In Israele il 17 giugno si è svolta una grande manifestazione, con migliaia di ebrei ultraortodossi riuniti all’esterno della Prigione 10, nella base militare di Beit Lid, vicino a Netanya. I manifestanti si sono opposti alla leva militare obbligatoria e hanno chiesto il rilascio degli uomini detenuti per essersi rifiutati di arruolarsi.
La protesta arriva mentre Israele deve far fronte a crescenti esigenze militari su più fronti, e la questione della coscrizione acquista un peso sempre maggiore per il governo, le forze armate e l’opinione pubblica. Le forze di sicurezza sono state dispiegate nei pressi della prigione, anche con un mezzo dotato di cannone ad acqua, mentre i dimostranti affollavano l’ingresso del centro di detenzione.

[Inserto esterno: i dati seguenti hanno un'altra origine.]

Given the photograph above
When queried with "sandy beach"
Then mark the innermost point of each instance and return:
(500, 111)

Il nodo del contendere riguarda le esenzioni di lunga data concesse agli studenti religiosi a tempo pieno, una politica che risale alla creazione di Israele nel 1948. Secondo una commissione parlamentare, ogni anno circa 13.000 uomini ultraortodossi raggiungono l’età della leva, ma meno del 10% si arruola. La questione è diventata politicamente delicata, mentre Israele prosegue le operazioni militari a Gaza, in Libano e in Siria e allo stesso tempo affronta le tensioni con l’Iran.
Nel 2017 la Corte suprema ha stabilito che le esenzioni erano illegali, ma i governi che si sono succeduti le hanno mantenute. Il dibattito ha aumentato la pressione sulla coalizione del primo ministro Benjamin Netanyahu, dopo che nelle ultime settimane i partiti ultraortodossi hanno ritirato il loro sostegno.